Vacation in Palm SpringsPalm Springs – Summer Camp With Booze
Pool-lounging. Croquet. Naps taken exclusively in hammocks. Think adult summer camp, every day of the year. It’s called Palm Springs.
This is a place where debauchery is accepted – often encouraged – with a healthy dose of vodka. Served poolside, obviously. From beach cruisers to booze-infused lemonade stands to Alice in Wonderland-sized lawn games, your child and inner child will finally see eye to eye. Throw in a devil-may-care attitude and, for the full experience, a vintage Cadillac convertible, and you’ve got next-level leisure.
Good For: Couples, wedding parties, groups of friends, and families. There’s something for everyone in Palm Springs, and its relaxed, friendly vibe, along with its proximity to Los Angeles, makes it an easy escape from real life.
- Beach cruising down palm-shaded streets to sip gimlets at the Viceroy.
- Superior antique shopping. Keep your eyes peeled for rare gems.
- Driving 45 minutes north to Joshua Tree National Park, then onto the Integratron to align your chakras with a Sound Bath. Hippie? Yes. But it’s an experience you’ll never forget. (Reserve in advance.)
- Indulging your inner tourist and taking the Aerial Tramway. The highest point, at 8,516 feet, offers an impressive view of Coachella Valley – this time without the crop tops, cutoffs, and flowered headbands.
Sure, grandma raves about Palm Springs. She’ll never forget that titillating hour spent with a certain member of the Rat Pack after Pop passed out from his eighth martini. (You’ll never forget it either, try as you might.) The city, a palm-lined desert valley set against the rugged San Jacinto mountain range, has long been a getaway for the rich and famous. Being near Hollywood helps, as does the 350 days of sunshine per year. And yes, Palm Springs has its fair share of retro charm, upon which local businesses are not afraid to capitalize.
Take the Ace Hotel & Swim Club. Renovated from a former HoJo, the Ace has embraced its ‘50s aesthetic with panache. It’s cool-kid kitsch at its finest – from the boho-chic bathrobes to the classic rock playing on your iPod dock. Wake up to griddle coconut French toast and peppered bacon at the Kings Highway (a former Denny’s). Then hop a beach cruiser or Vespa – the hotel offers both – and breeze down the highway into town. Browse a Mad Men-worthy selection of mid-century antiques, then head back to the Ace and stretch out poolside. Play “count the American Apparel swimsuits.” Sip craft cocktails. And when you’re tuckered out from the sun, retreat to your room, close your camp-flaps (also known as curtains), and settle in for an afternoon nap.
At night, the Ace offers a range of activities including karaoke, electronic music, and dancing... sometimes all at once. Depending on your threshold for ironic ensembles, this may not be your thing. In that case, it’s perfectly acceptable to build a fire on your personal patio, order room service, and gaze at the stars. Ultra-luxury it is not, but the Ace is fun, and sometimes, that’s all you’re after.

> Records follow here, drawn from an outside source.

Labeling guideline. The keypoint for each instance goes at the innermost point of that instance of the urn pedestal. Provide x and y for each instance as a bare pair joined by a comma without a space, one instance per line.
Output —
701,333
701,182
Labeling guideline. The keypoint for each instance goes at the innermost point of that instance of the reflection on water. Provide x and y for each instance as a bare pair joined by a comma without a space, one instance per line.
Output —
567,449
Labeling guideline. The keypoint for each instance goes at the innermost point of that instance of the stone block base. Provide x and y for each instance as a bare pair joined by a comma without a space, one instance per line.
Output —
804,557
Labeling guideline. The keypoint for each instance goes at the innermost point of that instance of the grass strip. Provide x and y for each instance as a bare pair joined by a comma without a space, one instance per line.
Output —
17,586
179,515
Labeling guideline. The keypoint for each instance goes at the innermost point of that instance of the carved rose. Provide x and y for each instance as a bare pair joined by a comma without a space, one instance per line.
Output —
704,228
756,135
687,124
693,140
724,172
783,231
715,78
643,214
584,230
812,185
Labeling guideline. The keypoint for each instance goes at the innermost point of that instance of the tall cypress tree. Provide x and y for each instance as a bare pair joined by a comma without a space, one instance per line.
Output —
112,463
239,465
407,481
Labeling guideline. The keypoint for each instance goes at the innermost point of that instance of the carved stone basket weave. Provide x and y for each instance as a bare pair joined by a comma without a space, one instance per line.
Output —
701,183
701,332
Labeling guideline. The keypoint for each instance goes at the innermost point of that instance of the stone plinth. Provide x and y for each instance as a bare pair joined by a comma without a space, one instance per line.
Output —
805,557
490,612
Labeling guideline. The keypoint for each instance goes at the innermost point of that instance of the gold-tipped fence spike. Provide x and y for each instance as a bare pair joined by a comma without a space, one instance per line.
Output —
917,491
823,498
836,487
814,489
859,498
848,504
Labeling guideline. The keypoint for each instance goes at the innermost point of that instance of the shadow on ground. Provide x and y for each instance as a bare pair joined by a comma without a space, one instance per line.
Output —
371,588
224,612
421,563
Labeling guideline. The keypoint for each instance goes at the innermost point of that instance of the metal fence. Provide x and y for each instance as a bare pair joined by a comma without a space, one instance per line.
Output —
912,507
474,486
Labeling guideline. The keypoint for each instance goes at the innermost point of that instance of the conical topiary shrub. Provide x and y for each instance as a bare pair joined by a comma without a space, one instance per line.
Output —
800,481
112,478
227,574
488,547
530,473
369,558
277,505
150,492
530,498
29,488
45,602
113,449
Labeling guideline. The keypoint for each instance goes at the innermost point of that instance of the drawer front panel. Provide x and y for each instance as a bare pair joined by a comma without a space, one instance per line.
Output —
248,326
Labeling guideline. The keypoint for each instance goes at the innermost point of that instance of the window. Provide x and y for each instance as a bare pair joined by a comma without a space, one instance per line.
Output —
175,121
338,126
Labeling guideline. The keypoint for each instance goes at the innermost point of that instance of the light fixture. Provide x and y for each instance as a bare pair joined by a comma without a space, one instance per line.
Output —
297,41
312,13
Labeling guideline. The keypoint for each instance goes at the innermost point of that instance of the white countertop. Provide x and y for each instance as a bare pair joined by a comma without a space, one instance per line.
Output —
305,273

If you happen to be feeling more “civilized lawn sports” than “makeout sesh behind the dining hall,” there’s Parker Palm Springs. This Jonathan Adler-designed resort offers an entirely different campy experience: think East Coast WASP on acid. So, yeah – still lots of fun. From the moment you enter Parker, escorted by a staff adorably outfitted in fuschia and white, you get the same feeling you got in high school when that one mom said, “If you’re going to drink, I’d rather you do it in the safety of our home.” It’s essentially a playground for grownups, complete with pools, a lemonade stand, a giant chess game, and, obviously, croquet. And booze – plenty of booze. Even the hotel’s promotional materials encourage immature behavior.
Choose an Estate Room, a Patio Room, or a Suite. We like the two-bedroom, two-bath Gene Autry Residence, since we’re always down with celebrating a singing cowboy. Settle in before exploring the resort’s 13 enchanting acres. Grab a dirty martini at the mirrored Mini Bar (literally – it’s tiny), and take your new profile picture under the blazing DRUGS sign. Then, head into Mister Parker’s, because nothing prepares a body for a night of revelry like a porterhouse and California Pinot. The next morning, squeeze in a game of tennis before brunch at Norma’s – the West Coast counterpart to the NYC favorite. Head to the PSYC spa for shot of cucumber-vodka and a deep-tissue massage. They’ll even let you choose your own playlist. Then, stake your claim on a plush lounger by the saline pool. If the bombshell across the way looks a lot like Christina Hendricks, that’s because it is. Play it cool. Send over a mojito. Actually, make it two. After all, in the famous words of Mr. Sinatra, “If you ain’t loose, you can’t swing.”